Letra viva | Valores de uma cultura que cuida e não mata
Rubrica dedicada à reflexão sobre o dever de cuidar de todos e os riscos de legalizar a eutanásia
João César das Neves*
Por que razão tanta gente pretende hoje usar a lei para matar outros? Esta questão está na ordem do dia, embora não seja referida assim na opinião pública.
Quanto ao facto em si, ele é indiscutível. Portugal assistiu durante várias décadas a uma enorme pressão para liberalizar o aborto, que teve sucesso em 2007, passando a mesma máquina a ser dirigida para a promoção da eutanásia, processo que permanece. Em ambos os casos é indubitável que está em causa a morte de seres humanos, aliás em situações de especial fragilidade: embriões, doentes ou idosos. Por outro lado, é também incontroverso que o tema próprio dessas campanhas é legal, pretendendo-se a permissão, facilitação e até promoção e subsidiação legislativa dessas mortes. Assim a questão candente do momento é mesmo esta: porque se quer usar a lei para matar?

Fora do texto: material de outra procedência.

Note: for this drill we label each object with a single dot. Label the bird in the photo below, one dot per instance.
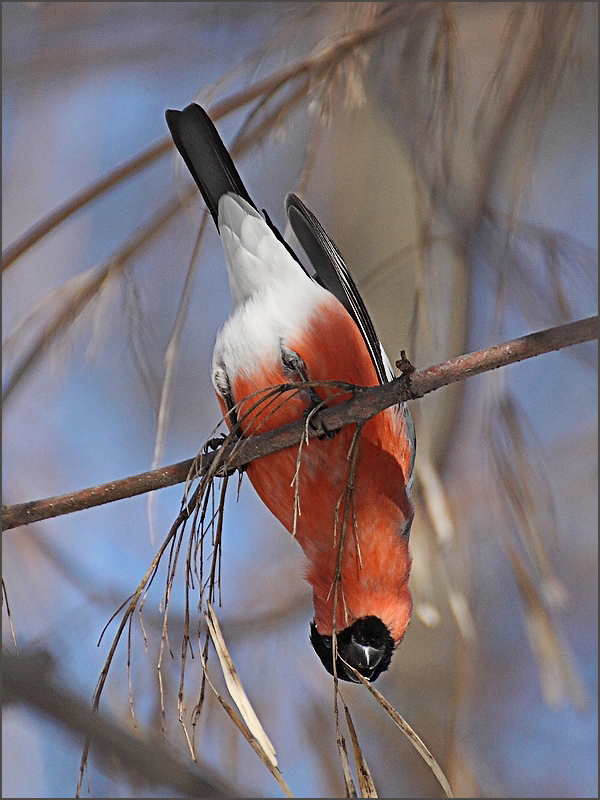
(346, 496)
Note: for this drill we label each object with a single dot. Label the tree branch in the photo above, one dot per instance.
(26, 680)
(365, 403)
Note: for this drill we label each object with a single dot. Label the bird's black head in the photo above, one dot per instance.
(366, 645)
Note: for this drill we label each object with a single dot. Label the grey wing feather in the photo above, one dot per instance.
(333, 274)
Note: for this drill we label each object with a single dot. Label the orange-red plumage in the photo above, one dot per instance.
(286, 327)
(376, 561)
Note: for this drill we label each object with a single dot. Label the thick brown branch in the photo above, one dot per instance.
(363, 405)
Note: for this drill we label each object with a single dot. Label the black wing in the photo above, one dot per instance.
(333, 274)
(205, 155)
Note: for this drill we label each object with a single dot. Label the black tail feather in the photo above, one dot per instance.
(205, 155)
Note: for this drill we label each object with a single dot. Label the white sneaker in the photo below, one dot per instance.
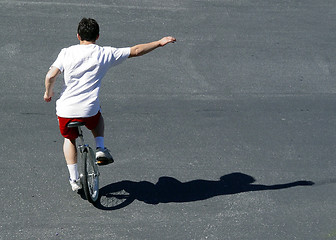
(103, 156)
(75, 184)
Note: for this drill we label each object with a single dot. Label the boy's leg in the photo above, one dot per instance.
(70, 151)
(70, 154)
(102, 154)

O paradoxo implícito advém de o nosso país se orgulhar de ter sido o primeiro povo europeu a recusar a execução legal de condenados, abolindo a pena de morte em 1852. Como é possível que a sociedade que se adiantou às demais na eliminação da morte legal como castigo, esteja agora ansiosamente a promover a adoção de legislação fatal para pessoas inocentes, muitas delas no início da vida?
Quando encontramos contradições destas, é sempre importante tentar entender as razões do lado oposto. Quem faz isto, para mais de forma tão intensa e apaixonada, tem certamente razões ponderosas. Não são loucos, monstros ou desmiolados a propor medidas tão extremas. O maior drama dos debates contemporâneos sobre questões fraturantes é precisamente eles se transformarem em diálogos de surdos, onde cada lado repete as suas razões sem ouvir mais nada. É fundamental manter um debate civilizado e construtivo, para mais em temas tão decisivos.
O lado que se opõe ao aborto e eutanásia tem uma posição simples e clara: afirma que a lei tem de, antes de mais nada, proteger o direito à vida de todos os cidadãos, não permitindo nunca que alguém a destrua, qualquer que seja o interesse envolvido, exceto se estiver em jogo outra vida, na legítima defesa. O lado oposto promove estas mortes em nome da liberdade. É a liberdade da mulher, do doente, do idoso que é sempre invocada nestas questões.
Claro que todas as pessoas civilizadas estão conscientes que, sendo os dois muitos importantes, o direito à vida é anterior e superior ao direito à liberdade, pois a segunda não pode existir sem a primeira. Existem alguns fanáticos que desafiam este consenso, mas são aberrantes sem real influência. A grande maioria dos participantes, de ambos os lados, concordam que a vida é essencial, pelo menos tão importante quanto a liberdade, também ela indispensável.
Chegamos aqui ao busílis da questão. A defesa do aborto e eutanásia não é sustentável sem um segundo elemento essencial: a negação da humanidade à vítima. Quem defende a liberalização destas práticas implicitamente considera que o embrião ou o doente não têm direitos plenos de cidadania. Assim, a questão que divide está na atribuição de humanidade aos sujeitos. Enquanto um lado acha que se estão a matar crianças ou doentes, o outro diz que se trata de um amontoado de células ou vidas que já não vale a pena viver.
Este ponto é decisivo, porque está sempre por detrás de todos os debates essenciais. Ao longo dos séculos, os defensores da escravatura, racismo, xenofobia, pena de morte, campos de concentração e afins não foram monstros, mas pessoas que negavam a humanidade de negros, judeus, condenados, cristãos e tantos outros. A negação da humanidade é o verdadeiro busílis da questão.